Read The Great and Secret Show Page 5


  But Fletcher had been an exception to that rule from the outset. His peccadilloes, and his desperation, had made him pliable, but the man still had a will of his own. Four times he'd refused Jaffe's offer to come out of hiding and recommence his experiments, though Jaffe had reminded him on each occasion how difficult it had been to trace the lost genius, and how much he desired that they work together. He'd sweetened each of the four offers by bringing mescaline in modest supply, always promising more, and promising too that any and every facility Fletcher required would be provided if he could only be persuaded back to his studies. Jaffe had known from first reading about Fletcher's radical theories that here was the way to cheat the system that stood between him and the Art. He didn't doubt that the route to Quiddity was thronged with tests and trials, designed by high-minded gurus or lunatic shamans like Kissoon to keep what they judged lower-class minds from approaching the Holy of Holies. Nothing new about that. But with Fletcher's help he could trip the gurus; get to power over their backs. The Great Work would evolve him beyond the condition of any of the self-elected wise men, and the Art would sing in his fingers.

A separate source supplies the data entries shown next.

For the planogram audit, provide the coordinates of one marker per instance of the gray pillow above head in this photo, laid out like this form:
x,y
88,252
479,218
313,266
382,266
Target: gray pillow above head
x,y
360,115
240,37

  At first, having set up the laboratory to Fletcher's specifications, and offered the man some thoughts on the problem he'd gleaned from the Dead Letters, Jaffe left the maestro alone, dispatching supplies (starfish, sea urchins; mescaline; an ape) as and when they were requested, but visiting only once a month. On each occasion he'd spent twenty-four hours with Fletcher, drinking and sharing gossip which Jaffe had plucked from the academic grapevine to feed Fletcher's curiosity. After eleven such visits, sensing that the researches at the Mission were beginning to move towards some conclusion, he began to make the journey more regularly. He was less welcome each time. On one occasion Fletcher had even attempted to keep Jaffe out of the Mission altogether, and there'd been a short, mismatched struggle. Fletcher was no fighter. His stooping, undernourished body was that of a man who'd been bent at his studies since adolescence. Beaten, he'd been obliged to allow access. Inside, Jaffe had found the ape, transformed by Fletcher's distillation, the Nuncio, into an ugly but undeniably human child. Even then, in the midst of this triumph, there'd been hints of the breakdown which Jaffe couldn't doubt Fletcher had finally succumbed to. The man had been uneasy about what they'd achieved. But Jaffe had been too damned pleased to take the warning signs seriously. He'd even suggested he try the Nuncio for himself, there and then. Fletcher had counselled against it; suggested several months of further study to be undertaken before Jaffe risk such a step. The Nuncio was still too volatile, he argued. He wanted to examine the way it worked on the boy's system before any further tests. Suppose it simply proved fatal to the child in a week? Or a day? That argument was enough to cool Jaffe's ardor for a while. He left Fletcher to undertake the proposed tests, returning on a weekly basis now, becoming more aware of Fletcher's disintegration with each visit, but assuming the man's pride in his own masterwork would prevent him trying to undo it.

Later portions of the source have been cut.